Великолепная соболья шуба лежала на стуле в ногах его кровати, облаченная в хрустящую бумагу; я с первого взгляда понял, что ему не следовало бы делать Мелиссе таких подарков, потому что шуба эта затмит и сотрет в порошок весь остальной ее убогий, с миру по нитке гардероб. «Я вечно думал о деньгах, – сказал он легко и ясно, – покуда был жив. Начинаешь умирать, и вдруг оказывается, что ты богат». В первый раз в жизни он мог себе позволить быть едва ли не беспечным. Вот только болезнь стояла рядом, как терпеливый и жестокий наставник.

Время от времени он погружался в короткий беспокойный сон, и усталый мой слух заполняло одно лишь гудение тьмы, как гудение пчелиного улья. Было уже поздно, но я никак не мог собраться с духом и оставить его. Сиделка принесла мне чашку кофе, и мы поговорили шепотом. Я слушал, как она говорит, и отдыхал, ибо для нее болезнь была просто профессией, которой она овладела в совершенстве, и относилась она к ней как хороший подмастерье. Холодным, ровным голосом она сказала: «Он бросил жену и ребенка ради une femme quelconque [64]. Теперь ни жена, ни эта женщина, его любовница, не желают его видеть. Так-то». Она пожала плечами. Все эти запутанные связи не вызывали в ней чувства сострадания, она смотрела на них просто как на проявление слабости, а слабость не заслуживала ничего, кроме презрения. «А почему к нему не приходила дочь? Разве он не просил, чтобы она пришла?» Она ковырнула зуб ногтем мизинца и сказала: «Как же, просил. Но теперь он не хочет ее пугать, не хочет, чтобы она его больного видела. Это, сами понимаете, не для ребенка зрелище». Она взяла распылитель и лениво опрыскала воздух над нашими головами каким-то дезинфицирующим составом, остро напомнив мне Мнемджяна. «Поздно уже, – добавила она. – Вы что, на ночь останетесь?»
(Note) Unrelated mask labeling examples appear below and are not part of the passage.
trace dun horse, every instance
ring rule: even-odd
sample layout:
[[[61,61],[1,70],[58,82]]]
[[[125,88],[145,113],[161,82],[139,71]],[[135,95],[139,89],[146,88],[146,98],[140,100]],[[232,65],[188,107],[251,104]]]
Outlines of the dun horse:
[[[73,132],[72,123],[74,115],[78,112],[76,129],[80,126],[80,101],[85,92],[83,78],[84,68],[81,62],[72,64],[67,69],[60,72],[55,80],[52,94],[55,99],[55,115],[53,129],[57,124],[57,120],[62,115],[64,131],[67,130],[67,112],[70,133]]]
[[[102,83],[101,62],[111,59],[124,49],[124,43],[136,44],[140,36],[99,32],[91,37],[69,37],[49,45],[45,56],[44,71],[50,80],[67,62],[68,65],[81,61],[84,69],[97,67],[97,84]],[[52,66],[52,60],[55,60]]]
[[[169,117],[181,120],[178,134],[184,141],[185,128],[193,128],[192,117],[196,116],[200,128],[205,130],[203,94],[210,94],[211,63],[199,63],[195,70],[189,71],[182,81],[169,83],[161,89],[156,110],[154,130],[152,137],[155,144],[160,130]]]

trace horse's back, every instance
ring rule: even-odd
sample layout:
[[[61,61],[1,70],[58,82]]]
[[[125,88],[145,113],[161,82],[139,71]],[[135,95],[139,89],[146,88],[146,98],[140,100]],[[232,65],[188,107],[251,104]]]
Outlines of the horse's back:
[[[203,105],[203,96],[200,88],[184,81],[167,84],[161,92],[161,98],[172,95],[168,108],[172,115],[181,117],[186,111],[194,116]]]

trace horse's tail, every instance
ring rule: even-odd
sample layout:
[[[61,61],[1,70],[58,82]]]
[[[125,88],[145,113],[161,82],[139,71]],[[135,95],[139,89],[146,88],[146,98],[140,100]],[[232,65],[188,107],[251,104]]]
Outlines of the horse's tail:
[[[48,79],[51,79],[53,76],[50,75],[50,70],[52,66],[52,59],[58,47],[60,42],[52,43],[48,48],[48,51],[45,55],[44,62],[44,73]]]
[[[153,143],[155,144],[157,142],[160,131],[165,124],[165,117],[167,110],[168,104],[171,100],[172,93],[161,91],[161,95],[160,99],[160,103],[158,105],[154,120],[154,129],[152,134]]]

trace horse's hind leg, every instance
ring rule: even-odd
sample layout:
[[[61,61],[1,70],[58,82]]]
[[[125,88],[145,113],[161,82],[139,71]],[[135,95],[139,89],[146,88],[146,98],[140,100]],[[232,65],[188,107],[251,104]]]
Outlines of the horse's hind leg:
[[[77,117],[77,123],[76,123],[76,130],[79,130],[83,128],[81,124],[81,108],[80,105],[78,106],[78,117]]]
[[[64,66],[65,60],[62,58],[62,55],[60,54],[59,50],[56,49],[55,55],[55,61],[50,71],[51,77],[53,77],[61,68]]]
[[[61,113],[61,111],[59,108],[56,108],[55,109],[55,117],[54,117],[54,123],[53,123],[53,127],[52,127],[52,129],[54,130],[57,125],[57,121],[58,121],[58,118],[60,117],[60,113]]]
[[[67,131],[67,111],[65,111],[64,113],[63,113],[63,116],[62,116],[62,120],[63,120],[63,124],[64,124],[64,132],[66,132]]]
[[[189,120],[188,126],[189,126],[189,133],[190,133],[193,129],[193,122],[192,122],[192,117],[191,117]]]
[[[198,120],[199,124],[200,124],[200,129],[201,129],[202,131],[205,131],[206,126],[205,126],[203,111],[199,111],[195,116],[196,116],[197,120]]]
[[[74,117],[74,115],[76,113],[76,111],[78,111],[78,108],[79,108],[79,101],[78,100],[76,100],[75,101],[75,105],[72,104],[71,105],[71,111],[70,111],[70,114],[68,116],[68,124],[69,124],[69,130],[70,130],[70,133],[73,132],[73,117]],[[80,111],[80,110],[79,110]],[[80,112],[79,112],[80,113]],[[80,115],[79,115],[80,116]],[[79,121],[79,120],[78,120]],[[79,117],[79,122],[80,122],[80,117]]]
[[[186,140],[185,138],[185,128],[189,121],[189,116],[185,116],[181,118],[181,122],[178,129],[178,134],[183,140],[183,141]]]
Я уже собрался было уходить, но спящий проснулся и снова схватил меня за руку. «Не уходите, – произнес он голосом сильно надтреснутым, но вполне ясным – складывалось такое впечатление, что он слышал конец нашего разговора. – Останьтесь еще ненадолго. Я тут о многом успел подумать и хочу вам кое-что показать». Повернувшись к сиделке, он сказал тихо, но очень отчетливо: «Выйдите отсюда!» Она разгладила постель и снова оставила нас вдвоем. Он глубоко вздохнул, и, если бы я не следил за его лицом, вздох этот показался бы мне вздохом счастливого облегчения. «В шкафу, – сказал он, – вы найдете мои вещи». В шкафу висели два темных костюма. Следуя его указаниям, я снял с плечиков один из жилетов и копался в его кармашках до тех пор, пока пальцы мои не отыскали два кольца. «Я решил предложить Мелиссе выйти за меня замуж теперь, если она захочет. Поэтому я за ней и послал. В конце концов, что от меня проку? Мое имя?» Он едва заметно улыбнулся потолку. «А кольца, – он осторожно, почти благоговейно держал их кончиками пальцев, словно облатку на первом причастии, – эти кольца она сама выбрала, уже давно. Теперь они должны принадлежать ей. Может быть…» Он посмотрел на меня долгим ищущим взглядом, и в этом взгляде была боль. «Нет, конечно, – сказал он наконец. – Вы-то на ней не женитесь. Зачем это вам? Неважно. Возьмите их, для нее, и шубу тоже».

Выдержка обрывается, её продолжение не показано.